As I mentioned above, no one disputes that there is organization in the cell and in living systems. We can also probably agree that the biosemiotics model generalizes some parts of that organization into concepts that can be used to represent other information transfer systems. But what we cannot agree on is that the existence of living cells (and thus “the capacity to encode memory using dimensional representations”) just by itself is “proof” of intelligent agency. Now this is not to say that such irreducible complexity cannot ever be expressed as a mathematical statement in terms of combinatorial chemistry (a la Halting Problem) to argue that a self-replicating precursor to life as we know it cannot have existed. It’s just that, to the best of my knowledge, no one has produced such a theorem to date.

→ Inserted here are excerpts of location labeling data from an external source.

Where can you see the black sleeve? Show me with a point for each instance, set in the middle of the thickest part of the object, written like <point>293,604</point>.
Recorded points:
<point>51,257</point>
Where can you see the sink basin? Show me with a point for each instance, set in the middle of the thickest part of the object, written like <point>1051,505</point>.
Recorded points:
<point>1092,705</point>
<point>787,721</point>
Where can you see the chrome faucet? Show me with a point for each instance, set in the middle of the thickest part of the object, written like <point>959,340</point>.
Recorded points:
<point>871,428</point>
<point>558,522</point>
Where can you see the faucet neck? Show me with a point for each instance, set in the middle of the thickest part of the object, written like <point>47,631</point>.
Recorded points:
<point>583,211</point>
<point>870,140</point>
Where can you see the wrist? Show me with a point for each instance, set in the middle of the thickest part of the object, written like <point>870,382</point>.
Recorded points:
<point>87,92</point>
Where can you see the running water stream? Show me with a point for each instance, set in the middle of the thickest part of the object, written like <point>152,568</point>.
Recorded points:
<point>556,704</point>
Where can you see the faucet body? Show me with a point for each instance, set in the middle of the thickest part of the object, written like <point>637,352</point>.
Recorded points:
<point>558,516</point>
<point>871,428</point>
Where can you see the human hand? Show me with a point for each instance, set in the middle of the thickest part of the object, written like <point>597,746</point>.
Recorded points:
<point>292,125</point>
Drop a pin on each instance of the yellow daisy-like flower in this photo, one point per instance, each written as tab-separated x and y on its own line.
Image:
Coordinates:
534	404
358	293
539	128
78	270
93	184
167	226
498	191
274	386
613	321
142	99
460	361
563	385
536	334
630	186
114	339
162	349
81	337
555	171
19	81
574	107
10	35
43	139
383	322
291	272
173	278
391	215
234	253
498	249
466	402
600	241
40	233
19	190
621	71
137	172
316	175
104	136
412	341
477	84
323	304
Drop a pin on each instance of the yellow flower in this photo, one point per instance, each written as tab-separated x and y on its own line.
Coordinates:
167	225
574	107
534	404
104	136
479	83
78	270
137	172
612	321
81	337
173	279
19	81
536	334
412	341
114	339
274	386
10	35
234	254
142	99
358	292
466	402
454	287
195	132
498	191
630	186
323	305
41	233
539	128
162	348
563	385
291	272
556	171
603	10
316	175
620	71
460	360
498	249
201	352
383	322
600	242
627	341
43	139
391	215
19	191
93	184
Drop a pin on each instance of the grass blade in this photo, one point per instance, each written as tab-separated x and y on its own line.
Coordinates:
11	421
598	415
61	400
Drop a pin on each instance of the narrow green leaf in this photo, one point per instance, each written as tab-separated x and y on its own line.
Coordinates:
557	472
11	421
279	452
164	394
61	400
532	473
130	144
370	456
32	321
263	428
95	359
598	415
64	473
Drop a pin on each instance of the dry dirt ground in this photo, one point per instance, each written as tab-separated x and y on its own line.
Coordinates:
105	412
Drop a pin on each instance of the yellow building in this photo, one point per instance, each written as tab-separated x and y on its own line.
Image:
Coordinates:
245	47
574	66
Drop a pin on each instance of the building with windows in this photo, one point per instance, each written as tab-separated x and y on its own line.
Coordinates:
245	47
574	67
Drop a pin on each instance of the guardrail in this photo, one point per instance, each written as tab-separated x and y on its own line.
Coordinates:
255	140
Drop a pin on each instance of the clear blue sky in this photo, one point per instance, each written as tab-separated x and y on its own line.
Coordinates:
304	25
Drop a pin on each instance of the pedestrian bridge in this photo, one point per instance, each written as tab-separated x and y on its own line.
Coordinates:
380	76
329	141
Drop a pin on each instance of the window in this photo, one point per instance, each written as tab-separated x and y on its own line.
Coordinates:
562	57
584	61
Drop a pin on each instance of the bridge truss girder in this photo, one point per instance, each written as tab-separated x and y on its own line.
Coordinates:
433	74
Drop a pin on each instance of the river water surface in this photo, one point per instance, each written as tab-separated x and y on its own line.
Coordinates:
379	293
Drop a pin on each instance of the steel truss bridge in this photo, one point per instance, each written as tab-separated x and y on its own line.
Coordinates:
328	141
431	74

I already agreed above that your model can be used to represent the basic arrangement of information in cells insofar as it captures their genome/proteome/organism structure. I would not necessarily go as far as asserting it’s “required” in the sense that “there can be no other way to transfer information” but that is probably not relevant to the point you’re trying to make.

Hi Nuno,

I do not wish to participate in your interesting exchange with @Biosemiosis.org, but I could not help but smile when I read the above quote - I have stated for many years this quote is just as relevant to neo-Darwinian thinking, and have pointed out that natural selection is simply not mathematically treatable.

So we are left with a somewhat entertaining notion that the criteria is valid for ID (which I am critical of) and yet for some mysterious reason becomes invalid for ND (!). :smile: Difficult state of affairs, don’t you think.